Just posted this comment by mistake on the Brad deLong site.

"Interesting to see the experiment with comments! It is very difficult to decide how much time to put into these debates, if you think you have serious work to do, you cannot spend more than about five minutes a day planting comments deep in ephemeral threads of discourse."

"On the other hand, it is my hope that the meeting of minds in blogs will expose open-minded persons of the left to ideas that they never would have met (at least in a coherent form) in the ordinary course of events prior to the rise of the net and the interaction that we now get on blogs".

Some random comments:

1. On Sweden, they probably have the best record on free trade of any place in the world, so they have the motor of dynamic export industries to keep them afloat. Is this due to the influence of Wicksell who was a huge admirer of Menger and protested the way that Marshall diminished the Austrian content with successive revisions of the Principles? On the civil libertities front, Sweden has the second most repressive drug laws in the western world (after the US).

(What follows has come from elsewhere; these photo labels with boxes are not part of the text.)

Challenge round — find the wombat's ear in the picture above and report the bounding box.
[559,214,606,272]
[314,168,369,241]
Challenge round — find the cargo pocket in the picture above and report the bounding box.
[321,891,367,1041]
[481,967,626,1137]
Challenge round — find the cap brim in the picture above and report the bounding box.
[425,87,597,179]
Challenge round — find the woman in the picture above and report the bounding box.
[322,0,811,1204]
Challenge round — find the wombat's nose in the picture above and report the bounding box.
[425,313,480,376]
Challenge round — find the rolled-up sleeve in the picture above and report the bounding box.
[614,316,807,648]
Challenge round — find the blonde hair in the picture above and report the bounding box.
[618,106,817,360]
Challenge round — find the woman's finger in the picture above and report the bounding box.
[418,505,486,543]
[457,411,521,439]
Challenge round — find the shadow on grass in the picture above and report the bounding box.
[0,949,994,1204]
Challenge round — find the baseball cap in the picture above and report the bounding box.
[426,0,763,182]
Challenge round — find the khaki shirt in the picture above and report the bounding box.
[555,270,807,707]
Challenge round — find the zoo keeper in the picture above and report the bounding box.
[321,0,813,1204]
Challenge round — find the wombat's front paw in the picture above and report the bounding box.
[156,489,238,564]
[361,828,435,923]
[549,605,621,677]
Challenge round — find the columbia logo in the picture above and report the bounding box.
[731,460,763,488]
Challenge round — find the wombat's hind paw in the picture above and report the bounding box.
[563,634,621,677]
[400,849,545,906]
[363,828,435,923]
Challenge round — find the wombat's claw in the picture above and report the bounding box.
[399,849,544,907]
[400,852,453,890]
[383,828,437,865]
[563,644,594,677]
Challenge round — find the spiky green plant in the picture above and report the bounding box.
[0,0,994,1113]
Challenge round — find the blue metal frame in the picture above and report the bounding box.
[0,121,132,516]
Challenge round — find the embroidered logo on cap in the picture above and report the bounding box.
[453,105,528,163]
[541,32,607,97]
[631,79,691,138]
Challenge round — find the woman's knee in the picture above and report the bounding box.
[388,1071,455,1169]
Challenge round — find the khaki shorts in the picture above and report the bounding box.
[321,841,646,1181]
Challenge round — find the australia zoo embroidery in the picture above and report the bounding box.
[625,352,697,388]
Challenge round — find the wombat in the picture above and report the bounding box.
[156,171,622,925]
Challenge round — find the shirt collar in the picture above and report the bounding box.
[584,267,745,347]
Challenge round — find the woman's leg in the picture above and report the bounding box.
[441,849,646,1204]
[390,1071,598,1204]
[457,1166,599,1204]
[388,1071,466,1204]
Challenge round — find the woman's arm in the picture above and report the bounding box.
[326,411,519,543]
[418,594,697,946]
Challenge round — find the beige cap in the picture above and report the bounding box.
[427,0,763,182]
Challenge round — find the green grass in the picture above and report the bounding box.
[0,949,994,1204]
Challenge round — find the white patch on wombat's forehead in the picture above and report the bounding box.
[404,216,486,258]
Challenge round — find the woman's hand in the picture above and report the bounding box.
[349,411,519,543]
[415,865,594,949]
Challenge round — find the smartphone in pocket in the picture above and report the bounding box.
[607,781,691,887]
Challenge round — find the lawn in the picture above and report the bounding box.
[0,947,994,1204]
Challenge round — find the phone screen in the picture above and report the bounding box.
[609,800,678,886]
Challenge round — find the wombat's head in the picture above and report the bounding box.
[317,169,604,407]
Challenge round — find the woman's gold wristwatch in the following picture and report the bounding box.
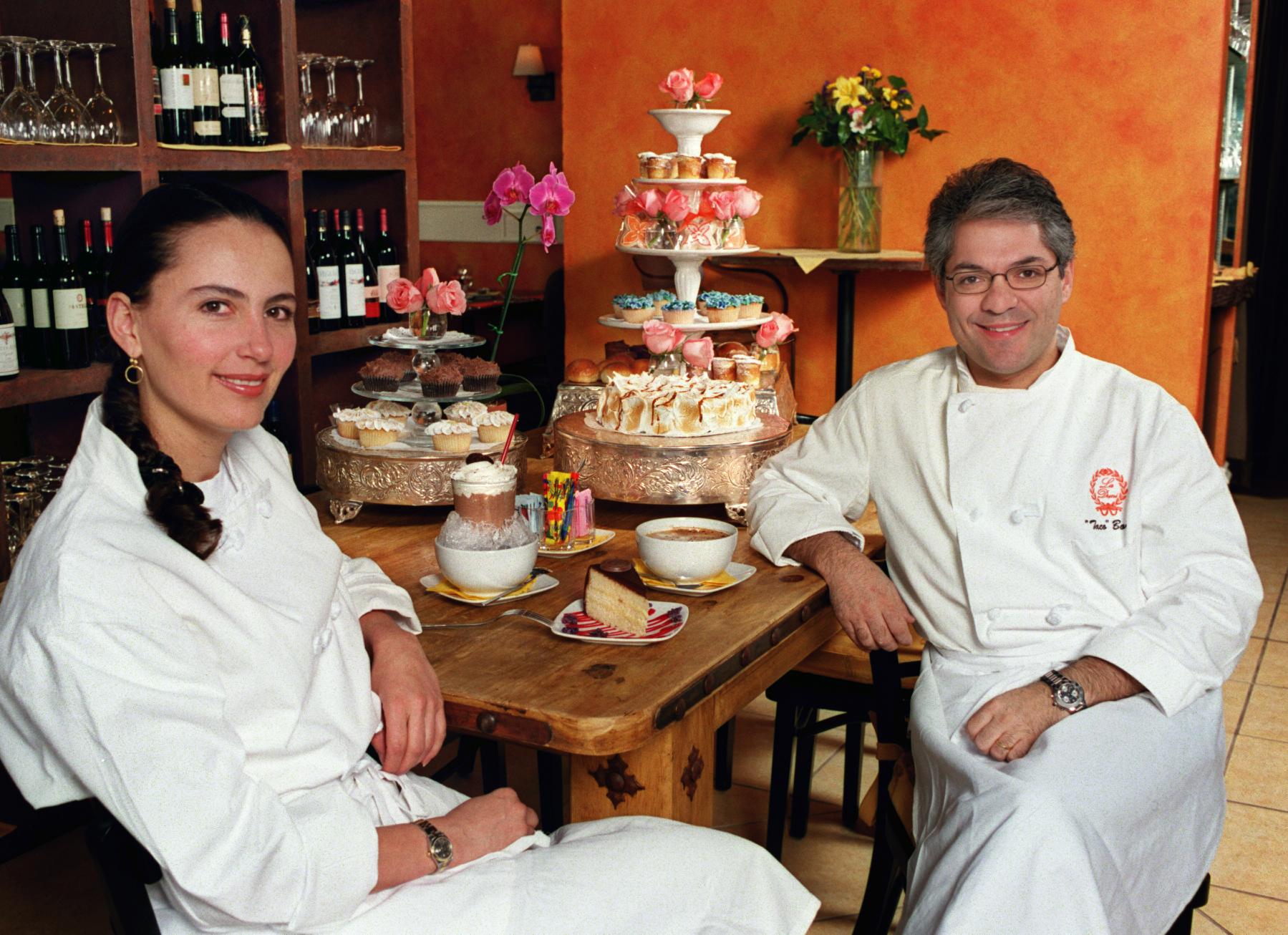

2. My new year resolution is to make Bill Hutt a household word, not just for his work on trade unions and the labour market but also his analysis of the vote-buying motive as the Achilles heel of democracy and other work in classical political economy. Some of this I have already put on line because nonwadays if it is not on the net then a lot of students will never see it.

3. Another resolution is to regularly update all the blogs and discussion groups where I have access with news about the research projects and publications by Austrians and fellow-travellers worldwide.

Prof. Boettke, first, thanks for enabling comments. I've been hoping to say hello since I saw that you had a blog.

It might be polemic rather than real academia, but it looks like Mark Steyn's been reading (or re-reading, I really don't know) RTS lately. http://www.opinionjournal.com/extra/?id=110007760

Don't know whether that argues for or against anyone's attitude about Hayek, but as I read over that piece, I couldn't help but think back to discussions about Hayek in Prof. Kirzner's classes.

Glad to see you are doing well. I miss sitting in on those amazing colloquiums.